Abarcy

Family Trainer: Extreme Challenge

If every game you buy comes with its own unique add-on, before long you'll find yourself owning a collection of dusty gizmos that rarely get used. Family Trainer: Extreme Challenge comes with a non-standard dance-mat style controller, made for two players. You can also use the mat for Family Trainer: Outdoor Challenge, but not a whole lot of other games. So the question is, will this game get enough play to justify accommodating the bulky mat that comes with it?

With funky manga-style characters and bright graphics the game is aimed at a younger audience. Fifteen activities cover nine sports, and these range in intensity from gentle to energetic. Most of them use the trainer mat on its own, although BMX, wakeboarding and kite surfing use the Wii remote or the Wii remote and nunchuck as well as the mat. This means there's a lot of jumping and stepping exercises. Luckily there's some variety in the types of activity, with rock climbing played on all fours and street luge played from a seated position, for instance.

In terms of gameplay, all of the activities are well designed. They may be increasingly difficult to master at the advanced levels, but the level of challenge is consistent. It's not the case that one or two sports are far tougher than the others, and none of them are annoyingly fiddly.

There are three modes in Single Player: Extreme Tournament, Challenge Mode and Free Play. Extreme Tournament is the key to unlocking features and progressing. There are several tournaments at each difficulty level, each of which involve three to six activities. Players must get a passing score at each one in order to clear the tournament. If a player fails one sport, it's possible to try it again immediately rather than having to start the whole series again from the very beginning. So it's quite forgiving, although there's no way to review the controls of an individual activity whilst in the middle of a tournament, so the usability isn't perfect.

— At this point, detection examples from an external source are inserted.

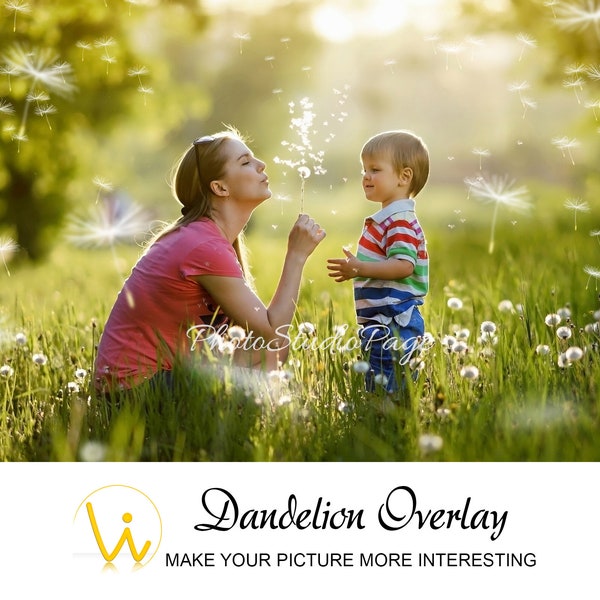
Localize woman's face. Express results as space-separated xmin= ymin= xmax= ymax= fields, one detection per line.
xmin=219 ymin=139 xmax=271 ymax=204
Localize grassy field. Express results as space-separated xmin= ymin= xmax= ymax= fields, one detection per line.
xmin=0 ymin=180 xmax=600 ymax=461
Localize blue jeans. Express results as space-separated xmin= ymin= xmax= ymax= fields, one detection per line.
xmin=359 ymin=306 xmax=425 ymax=392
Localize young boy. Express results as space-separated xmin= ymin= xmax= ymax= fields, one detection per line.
xmin=327 ymin=130 xmax=429 ymax=392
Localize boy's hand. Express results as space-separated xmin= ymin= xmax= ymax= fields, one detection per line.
xmin=327 ymin=248 xmax=361 ymax=282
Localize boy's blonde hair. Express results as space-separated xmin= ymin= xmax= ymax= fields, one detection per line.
xmin=360 ymin=129 xmax=429 ymax=198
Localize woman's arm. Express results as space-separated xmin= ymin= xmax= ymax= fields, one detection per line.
xmin=194 ymin=215 xmax=325 ymax=369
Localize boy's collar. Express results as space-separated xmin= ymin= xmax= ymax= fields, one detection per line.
xmin=369 ymin=198 xmax=415 ymax=223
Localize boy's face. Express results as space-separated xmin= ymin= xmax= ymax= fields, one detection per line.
xmin=361 ymin=155 xmax=412 ymax=207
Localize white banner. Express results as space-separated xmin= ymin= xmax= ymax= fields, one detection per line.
xmin=0 ymin=463 xmax=600 ymax=600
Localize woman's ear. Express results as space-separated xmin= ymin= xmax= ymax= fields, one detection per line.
xmin=210 ymin=179 xmax=229 ymax=197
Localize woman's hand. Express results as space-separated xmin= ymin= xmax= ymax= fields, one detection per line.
xmin=288 ymin=214 xmax=327 ymax=260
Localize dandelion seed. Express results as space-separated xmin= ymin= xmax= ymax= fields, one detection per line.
xmin=555 ymin=0 xmax=600 ymax=38
xmin=556 ymin=325 xmax=573 ymax=340
xmin=517 ymin=33 xmax=537 ymax=62
xmin=352 ymin=360 xmax=371 ymax=375
xmin=552 ymin=136 xmax=579 ymax=165
xmin=34 ymin=104 xmax=56 ymax=129
xmin=479 ymin=321 xmax=496 ymax=335
xmin=544 ymin=313 xmax=562 ymax=327
xmin=31 ymin=352 xmax=48 ymax=367
xmin=565 ymin=346 xmax=584 ymax=363
xmin=564 ymin=198 xmax=590 ymax=231
xmin=0 ymin=98 xmax=15 ymax=115
xmin=0 ymin=237 xmax=19 ymax=277
xmin=0 ymin=365 xmax=15 ymax=378
xmin=79 ymin=440 xmax=107 ymax=462
xmin=66 ymin=195 xmax=150 ymax=248
xmin=460 ymin=365 xmax=479 ymax=381
xmin=75 ymin=40 xmax=92 ymax=62
xmin=233 ymin=33 xmax=252 ymax=54
xmin=498 ymin=300 xmax=515 ymax=313
xmin=465 ymin=176 xmax=531 ymax=254
xmin=447 ymin=298 xmax=463 ymax=310
xmin=419 ymin=433 xmax=444 ymax=454
xmin=583 ymin=265 xmax=600 ymax=290
xmin=471 ymin=148 xmax=491 ymax=171
xmin=4 ymin=0 xmax=31 ymax=33
xmin=563 ymin=77 xmax=583 ymax=104
xmin=298 ymin=321 xmax=317 ymax=337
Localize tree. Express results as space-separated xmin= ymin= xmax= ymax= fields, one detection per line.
xmin=0 ymin=0 xmax=206 ymax=260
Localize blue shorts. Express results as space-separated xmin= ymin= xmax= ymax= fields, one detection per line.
xmin=359 ymin=306 xmax=425 ymax=392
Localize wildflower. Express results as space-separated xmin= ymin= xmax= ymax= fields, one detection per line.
xmin=0 ymin=365 xmax=15 ymax=377
xmin=565 ymin=198 xmax=590 ymax=231
xmin=31 ymin=352 xmax=48 ymax=366
xmin=479 ymin=321 xmax=496 ymax=335
xmin=544 ymin=313 xmax=562 ymax=327
xmin=75 ymin=369 xmax=87 ymax=381
xmin=298 ymin=321 xmax=317 ymax=336
xmin=227 ymin=325 xmax=246 ymax=343
xmin=447 ymin=298 xmax=463 ymax=310
xmin=374 ymin=373 xmax=388 ymax=387
xmin=419 ymin=433 xmax=444 ymax=454
xmin=498 ymin=300 xmax=515 ymax=313
xmin=79 ymin=440 xmax=106 ymax=462
xmin=556 ymin=325 xmax=573 ymax=340
xmin=460 ymin=365 xmax=479 ymax=381
xmin=565 ymin=346 xmax=584 ymax=362
xmin=0 ymin=238 xmax=19 ymax=277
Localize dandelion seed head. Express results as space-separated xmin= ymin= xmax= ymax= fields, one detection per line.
xmin=460 ymin=365 xmax=479 ymax=381
xmin=418 ymin=433 xmax=444 ymax=454
xmin=544 ymin=313 xmax=562 ymax=327
xmin=447 ymin=298 xmax=463 ymax=310
xmin=31 ymin=352 xmax=48 ymax=366
xmin=0 ymin=365 xmax=15 ymax=378
xmin=556 ymin=325 xmax=573 ymax=340
xmin=565 ymin=346 xmax=584 ymax=363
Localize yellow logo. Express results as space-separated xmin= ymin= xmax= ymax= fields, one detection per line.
xmin=73 ymin=485 xmax=162 ymax=570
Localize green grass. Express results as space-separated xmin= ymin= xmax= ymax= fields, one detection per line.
xmin=0 ymin=189 xmax=600 ymax=461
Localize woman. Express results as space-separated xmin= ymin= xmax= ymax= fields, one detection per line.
xmin=95 ymin=130 xmax=325 ymax=392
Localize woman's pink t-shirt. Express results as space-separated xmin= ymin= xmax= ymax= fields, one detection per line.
xmin=95 ymin=219 xmax=244 ymax=389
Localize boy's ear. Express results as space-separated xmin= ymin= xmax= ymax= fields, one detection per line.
xmin=398 ymin=167 xmax=413 ymax=185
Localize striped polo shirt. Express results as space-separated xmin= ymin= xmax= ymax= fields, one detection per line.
xmin=354 ymin=199 xmax=429 ymax=326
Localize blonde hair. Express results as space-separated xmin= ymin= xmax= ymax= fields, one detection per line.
xmin=360 ymin=129 xmax=429 ymax=197
xmin=146 ymin=127 xmax=252 ymax=285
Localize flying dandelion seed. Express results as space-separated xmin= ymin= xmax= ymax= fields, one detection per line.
xmin=583 ymin=265 xmax=600 ymax=290
xmin=564 ymin=198 xmax=590 ymax=231
xmin=552 ymin=136 xmax=579 ymax=165
xmin=233 ymin=33 xmax=252 ymax=54
xmin=273 ymin=97 xmax=326 ymax=213
xmin=418 ymin=433 xmax=444 ymax=454
xmin=517 ymin=33 xmax=537 ymax=62
xmin=563 ymin=77 xmax=584 ymax=104
xmin=3 ymin=45 xmax=75 ymax=137
xmin=4 ymin=0 xmax=31 ymax=33
xmin=554 ymin=0 xmax=600 ymax=38
xmin=471 ymin=148 xmax=491 ymax=171
xmin=0 ymin=238 xmax=19 ymax=277
xmin=465 ymin=176 xmax=531 ymax=254
xmin=67 ymin=194 xmax=150 ymax=248
xmin=75 ymin=40 xmax=92 ymax=62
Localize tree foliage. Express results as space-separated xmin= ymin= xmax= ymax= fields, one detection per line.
xmin=0 ymin=0 xmax=206 ymax=260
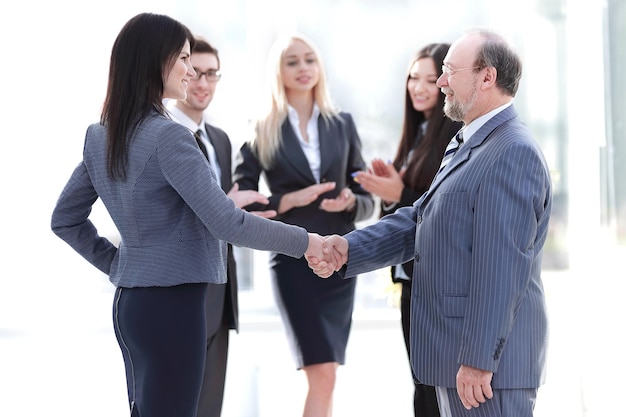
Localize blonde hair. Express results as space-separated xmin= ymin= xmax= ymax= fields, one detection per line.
xmin=252 ymin=34 xmax=339 ymax=169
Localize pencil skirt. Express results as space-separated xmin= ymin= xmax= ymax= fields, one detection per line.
xmin=113 ymin=284 xmax=207 ymax=417
xmin=270 ymin=254 xmax=356 ymax=369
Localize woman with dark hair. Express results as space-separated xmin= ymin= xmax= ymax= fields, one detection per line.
xmin=51 ymin=13 xmax=323 ymax=417
xmin=355 ymin=43 xmax=462 ymax=417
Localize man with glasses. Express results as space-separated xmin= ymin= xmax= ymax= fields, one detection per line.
xmin=168 ymin=38 xmax=276 ymax=417
xmin=309 ymin=29 xmax=552 ymax=417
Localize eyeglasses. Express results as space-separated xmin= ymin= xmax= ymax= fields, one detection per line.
xmin=441 ymin=64 xmax=480 ymax=77
xmin=191 ymin=70 xmax=222 ymax=82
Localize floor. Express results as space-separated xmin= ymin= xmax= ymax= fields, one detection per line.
xmin=0 ymin=262 xmax=626 ymax=417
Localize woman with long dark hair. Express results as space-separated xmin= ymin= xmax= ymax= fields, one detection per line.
xmin=52 ymin=13 xmax=323 ymax=417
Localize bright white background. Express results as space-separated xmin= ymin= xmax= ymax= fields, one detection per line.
xmin=0 ymin=0 xmax=625 ymax=417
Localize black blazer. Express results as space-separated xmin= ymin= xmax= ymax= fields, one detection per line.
xmin=204 ymin=123 xmax=239 ymax=330
xmin=233 ymin=112 xmax=374 ymax=235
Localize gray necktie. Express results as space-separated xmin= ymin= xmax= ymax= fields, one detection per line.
xmin=193 ymin=129 xmax=209 ymax=159
xmin=438 ymin=130 xmax=463 ymax=173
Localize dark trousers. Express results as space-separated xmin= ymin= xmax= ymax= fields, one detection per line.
xmin=113 ymin=284 xmax=207 ymax=417
xmin=400 ymin=280 xmax=439 ymax=417
xmin=197 ymin=284 xmax=230 ymax=417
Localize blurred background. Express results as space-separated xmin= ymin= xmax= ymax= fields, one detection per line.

Challenge Mode involves playing individual sports in different ways than usual. For example, one street luge challenge involves crashing into barriers instead of avoiding them. These games are often short but tough.

Free Play allows players to tackle individual sports. To begin with the only level available is Easy, so to unlock the higher difficulties it's back to Extreme Tournament mode.

This is the kind of casual game that's easy to dip into for a few minutes at a time, yet the Extreme Tournament mode allows for longer, more structured play. It's moderately active. There's no warm-up, but it's certainly possible to work up a sweat. So it bridges the gap between fun and serious fitness without ever looking like hard work, making it a good way to sneak some exercise into a kid's day.

It's not the longest of games, but there's variety in the activities and care has obviously gone into testing the gameplay to create an enjoyable experience. Young, fun-loving gamers will find it well worth making space for Family Trainer: Extreme Challenge and its large mat.